Jackie Burse holding a drink.

Jackie Burse holding a drink.

Courtesy of Jackie Burse



In Texas, he said, “there’s a place where people can believe what they want without shame,” unlike in California.

In contrast to Burse Bob McCraney, a Dallas-based real estate broker In July, the state’s inclusion crisis has created an unwelcome environment for Texas, who created a real estate service that helps LGBTQ+ people sell their homes and connect with agents from around the country and abroad, he told KXAN News.

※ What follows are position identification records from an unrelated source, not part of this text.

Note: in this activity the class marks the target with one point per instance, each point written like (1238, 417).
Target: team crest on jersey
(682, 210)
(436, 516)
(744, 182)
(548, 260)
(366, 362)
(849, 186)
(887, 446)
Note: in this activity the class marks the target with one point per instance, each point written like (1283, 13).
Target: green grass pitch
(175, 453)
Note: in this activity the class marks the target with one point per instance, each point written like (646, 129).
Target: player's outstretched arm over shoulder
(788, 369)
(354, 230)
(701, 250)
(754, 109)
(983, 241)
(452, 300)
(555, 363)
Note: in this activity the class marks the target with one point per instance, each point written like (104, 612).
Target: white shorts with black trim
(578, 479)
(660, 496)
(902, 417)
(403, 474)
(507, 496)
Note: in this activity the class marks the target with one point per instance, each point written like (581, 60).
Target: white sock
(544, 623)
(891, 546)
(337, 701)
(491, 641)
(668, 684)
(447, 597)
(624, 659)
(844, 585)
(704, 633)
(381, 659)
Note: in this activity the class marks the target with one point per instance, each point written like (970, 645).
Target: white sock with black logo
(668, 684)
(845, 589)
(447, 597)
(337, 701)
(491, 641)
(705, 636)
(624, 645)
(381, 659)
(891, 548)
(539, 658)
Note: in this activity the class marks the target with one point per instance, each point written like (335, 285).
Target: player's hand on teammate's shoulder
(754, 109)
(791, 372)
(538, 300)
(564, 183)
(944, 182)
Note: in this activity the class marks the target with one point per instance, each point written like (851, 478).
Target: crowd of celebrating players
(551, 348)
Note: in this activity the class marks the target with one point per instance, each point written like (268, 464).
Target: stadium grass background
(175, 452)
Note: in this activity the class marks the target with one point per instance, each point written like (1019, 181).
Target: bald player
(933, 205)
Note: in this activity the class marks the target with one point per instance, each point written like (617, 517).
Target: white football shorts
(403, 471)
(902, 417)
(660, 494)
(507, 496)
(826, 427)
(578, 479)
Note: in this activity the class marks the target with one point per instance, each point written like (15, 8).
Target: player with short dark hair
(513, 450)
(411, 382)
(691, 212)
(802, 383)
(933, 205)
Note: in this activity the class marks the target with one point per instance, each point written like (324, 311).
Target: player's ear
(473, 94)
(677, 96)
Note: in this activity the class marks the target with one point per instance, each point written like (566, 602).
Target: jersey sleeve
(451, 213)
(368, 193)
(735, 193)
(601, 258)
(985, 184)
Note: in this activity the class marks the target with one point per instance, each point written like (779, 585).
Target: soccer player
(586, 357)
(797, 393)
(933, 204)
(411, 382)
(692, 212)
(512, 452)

“As humans we all want to feel a level of safety, and if your state makes you feel safe, there’s no reason to stay,” McCranie said. “I don’t think one can look at California or New York versus Texas and Florida and LGBTQ people feel more welcome in Florida and Texas.”

Texas has not kept its promises to some.

Some recent transplants are also disaffected with the state.

In Austin, some tech workers flocked to the city during the outbreak It doesn’t seem like it’s coming out fast..

Nick Thomas, 30, moved from downtown Los Angeles to Austin in January 2021 and told Business Insider in August that he hopes to return to California soon. He called it Austin, a “watered-down” version of places he used to live in, like Los Angeles and San Francisco.

“People say it’s a tech show because that’s what it says, but when you get down to it, there’s no evidence,” Thomas said. “I think it’s oversold.”

Jules RogersIn the year A reporter who moved from Portland, Oregon to Houston for a local newspaper position in 2018, left Texas two years after moving to the city.

A couple is standing in front of a bull at the rodeo

Jules Rogers, left, in Texas.

Courtesy of Jules Rogers



Although she was earning 20% ​​more and living in a more spacious apartment, she said her quality of life had not improved.

“I tried to tell myself to give it a chance, live and adapt to Houston, but I missed the trees, the air, the mountains, the ocean, the vibes and the culture of the Pacific Northwest,” Rogers previously wrote on Business Insider.

She has since moved back to Portland and says she feels “more than happy to be back home now.”